Qui dalle nostre parti l’integrazione procede a salti e balzelloni a tutte le età.
Io scopro ogni giorno di più quanto sia fondamentale il ruolo di educatori e insegnanti e quanto faccia la differenza il fatto che siano formati e preparati per educare tanto quanto per trasmettere delle nozioni.
Qui gli insegnanti stanno in cattedra quando serve, ma scendono spesso, per giocare a palle di neve, sciare coi propri allievi, arrampicarsi nel bosco, inventarsi una caccia al tesoro, cantare nel coro e se è il caso intervenire negli scambi tra ragazzi.
Sono sicura che stare nel mezzo più che in cattedra sia ciò che permette alle nostre maestre di non perdere un colpo e di correggere la rotta quando serve coi tempi rapidi e le maniere dirette dei bambini.
Ogni venerdì la classe di mio figlio minore fa un dettato sulle parole nuove imparate durante la settimana. Il mio bambino, fino a quattro mesi fa allievo brillante in Italia, qui fatica ad accettare di fare degli errori in francese e di non prendere il massimo dei voti.
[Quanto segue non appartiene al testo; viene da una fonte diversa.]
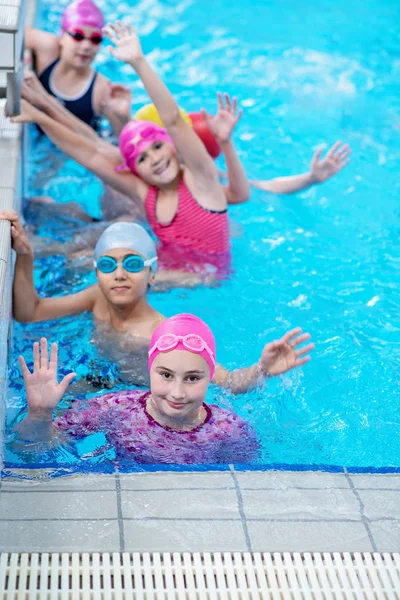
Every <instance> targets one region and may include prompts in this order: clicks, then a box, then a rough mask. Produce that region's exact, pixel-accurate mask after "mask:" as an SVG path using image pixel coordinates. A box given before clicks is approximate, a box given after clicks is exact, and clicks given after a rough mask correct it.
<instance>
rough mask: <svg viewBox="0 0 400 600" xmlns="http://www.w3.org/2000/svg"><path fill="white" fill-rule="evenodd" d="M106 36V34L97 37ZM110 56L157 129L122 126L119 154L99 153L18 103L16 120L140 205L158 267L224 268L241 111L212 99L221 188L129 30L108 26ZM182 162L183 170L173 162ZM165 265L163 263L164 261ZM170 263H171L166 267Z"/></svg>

Ogni settimana porta a casa un risultato che per me è strabiliante e per lui insoddisfacente.
La situazione è poi peggiorata dal comportamento di G, il nostro incubo, il compagno che prende sempre bei voti, sa pattinare benissimo perché gioca a hockey, e alla ricreazione nega la partecipazione ai giochi: “perché tu non capisci le regole”.
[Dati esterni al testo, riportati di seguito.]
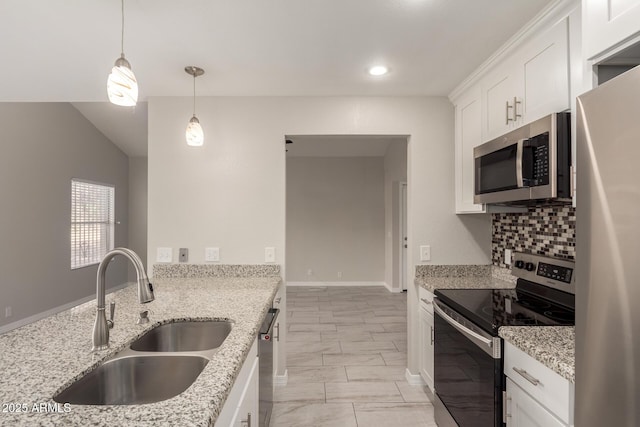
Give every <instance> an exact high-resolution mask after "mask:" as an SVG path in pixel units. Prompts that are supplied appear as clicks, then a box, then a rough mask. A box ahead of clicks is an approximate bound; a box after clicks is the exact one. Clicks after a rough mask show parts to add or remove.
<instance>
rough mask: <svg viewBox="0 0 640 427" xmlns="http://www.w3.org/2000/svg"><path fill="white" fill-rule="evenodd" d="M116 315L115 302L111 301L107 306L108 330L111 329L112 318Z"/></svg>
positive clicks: (115, 306) (107, 321) (107, 320)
Io non mi sono troppo preoccupata di G, perché la prima settimana di scuola, quando ancora andavo all’uscita, la piccola E con il suoi lunghi capelli d’oro e grandi occhi blu, mentre si incamminava con il mio T, mi ha spiegato che lei non si sarebbe mai fidanzata con G, perché lui è trop de petite taille.
Purtroppo però a sette anni le lusinghe femminili non bastano a rinsaldare l’orgoglio, quindi G resta un problema.
Finalmente questa settimana la geniale maestra J ha deciso che quando è troppo è troppo e che questa storia doveva finire.
Quindi con prontezza di spirito, creatività e un piccolo colpo di genio, ha messo in atto due operazioni, che hanno svoltato la faccenda:
1. durante la ricreazione all’ennesimo rifiuto di spiegare a T le regole di un gioco, J ha illustrato a G le regole di un complicato gioco IN ITALIANO ( mamma J lo parla benissimo!) e poi davanti a tutti gli ha chiesto se aveva capito, ovviamente no.
2. alla fine del dettato di ripasso degli ultimi tre vocabolari, un po’ più difficile del solito, T aveva fatto cinque errori (una meraviglia secondo me) ed era abbacchiato. G se ne era accorto e lo aveva deriso. J interviene all’istante e detta al simpaticone una frase in italiano, la corregge e trova diciotto errori.
Punto a capo faccenda chiusa.
G alla fine dell’anno si trasferirà e speriamo trovi un’altra maestra J che lo aiuti ad inserirsi.
Nella scuola italiana i miei figli erano stati piuttosto fortunati e avevano avuto delle fantastiche maestre. Ciò che qui è diverso è che la capacità di mettersi in gioco non è lasciata al talento o alla disponibilità del singolo insegnante, ma è parte integrante del loro mestiere – devono formare delle brave persone- e della loro formazione – glielo insegnano a scuola.
Per curiosità sono andata a vedere come funzionano qui le scuole per insegnanti e ne sto trovando delle belle, ne parliamo un’altra volta.